This is, thankfully, a small list. People here are the ones who work to get on it. You don’t just find your way to be in the gutter; it takes effort and persistence. (After all, everyone has a bad day every now and then, and I want to forgive just like I want to be forgiven, right? Do not do to others as you would not want done to you, and all that?)
This is R. Hillel’s “golden rule.” Jesus inverted it to a positive form: “Do unto others as you would have done to you.” Your mileage may vary as to which one you prefer; common culture refers to the positive form as the “golden rule” and the negative form as the “silver rule.”
People on this list are trying to offend, through rank ignorance or through trying to be offensive.
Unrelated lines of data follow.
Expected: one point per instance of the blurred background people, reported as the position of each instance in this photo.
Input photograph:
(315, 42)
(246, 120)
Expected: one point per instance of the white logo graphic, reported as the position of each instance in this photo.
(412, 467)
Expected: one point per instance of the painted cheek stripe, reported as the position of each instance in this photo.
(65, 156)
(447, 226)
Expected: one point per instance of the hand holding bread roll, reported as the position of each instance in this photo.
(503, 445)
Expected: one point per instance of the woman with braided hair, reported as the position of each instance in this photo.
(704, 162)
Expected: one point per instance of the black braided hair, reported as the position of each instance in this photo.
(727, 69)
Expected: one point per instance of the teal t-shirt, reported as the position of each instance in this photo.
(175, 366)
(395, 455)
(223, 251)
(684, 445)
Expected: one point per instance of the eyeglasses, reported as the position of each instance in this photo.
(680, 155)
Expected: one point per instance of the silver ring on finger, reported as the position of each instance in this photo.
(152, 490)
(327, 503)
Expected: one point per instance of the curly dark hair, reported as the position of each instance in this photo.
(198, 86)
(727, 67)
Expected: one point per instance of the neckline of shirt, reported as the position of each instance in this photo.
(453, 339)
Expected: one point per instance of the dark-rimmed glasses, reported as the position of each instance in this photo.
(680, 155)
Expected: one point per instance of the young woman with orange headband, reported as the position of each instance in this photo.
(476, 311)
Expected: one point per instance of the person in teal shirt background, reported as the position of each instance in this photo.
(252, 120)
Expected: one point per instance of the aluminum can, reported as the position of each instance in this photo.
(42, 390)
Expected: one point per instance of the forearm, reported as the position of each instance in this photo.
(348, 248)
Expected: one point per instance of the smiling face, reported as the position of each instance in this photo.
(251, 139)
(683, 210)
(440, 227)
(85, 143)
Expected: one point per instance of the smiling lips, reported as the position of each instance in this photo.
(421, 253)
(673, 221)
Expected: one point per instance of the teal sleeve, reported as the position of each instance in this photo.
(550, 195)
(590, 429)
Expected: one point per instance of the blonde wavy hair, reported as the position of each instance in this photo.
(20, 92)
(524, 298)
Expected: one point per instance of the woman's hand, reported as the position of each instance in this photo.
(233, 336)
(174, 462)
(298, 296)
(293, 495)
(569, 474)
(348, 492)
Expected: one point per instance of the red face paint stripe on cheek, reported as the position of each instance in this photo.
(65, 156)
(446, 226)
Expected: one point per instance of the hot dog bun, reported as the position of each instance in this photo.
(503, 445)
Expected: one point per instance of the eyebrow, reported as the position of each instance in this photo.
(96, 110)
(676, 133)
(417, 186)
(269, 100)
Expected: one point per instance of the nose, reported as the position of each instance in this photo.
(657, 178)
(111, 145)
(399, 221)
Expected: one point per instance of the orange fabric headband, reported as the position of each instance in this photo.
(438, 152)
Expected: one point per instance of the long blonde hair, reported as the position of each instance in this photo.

I don’t like people being here. It means that I have failed to forgive them, and that I am unable to empathize with them somehow.
But it happens.
I definitely don’t tell people when they’re on this list – for one thing, that would mean talking to them (and their being in this group means I find talking to them distasteful) and for another, it would probably be insulting to them, and I don’t want to insult people unnecessarily.
Why?
Hmm, good question, Anonymous Reader!
I make these lists because it is a way for me to help determine who I want to learn from, and how much. It’s also a way of complimenting them in my internal dialogue, which makes it easier to compliment them in my external dialogue (i.e., the bits people can read and hear.) It’s good practice for me.
Actually, now that I think about it, if you’re careful, you can tell who’s on each list… except for the gutter. People there are difficult to detect, because I try not to ever communicate with or about them, and if I do mention them, it’s not by name.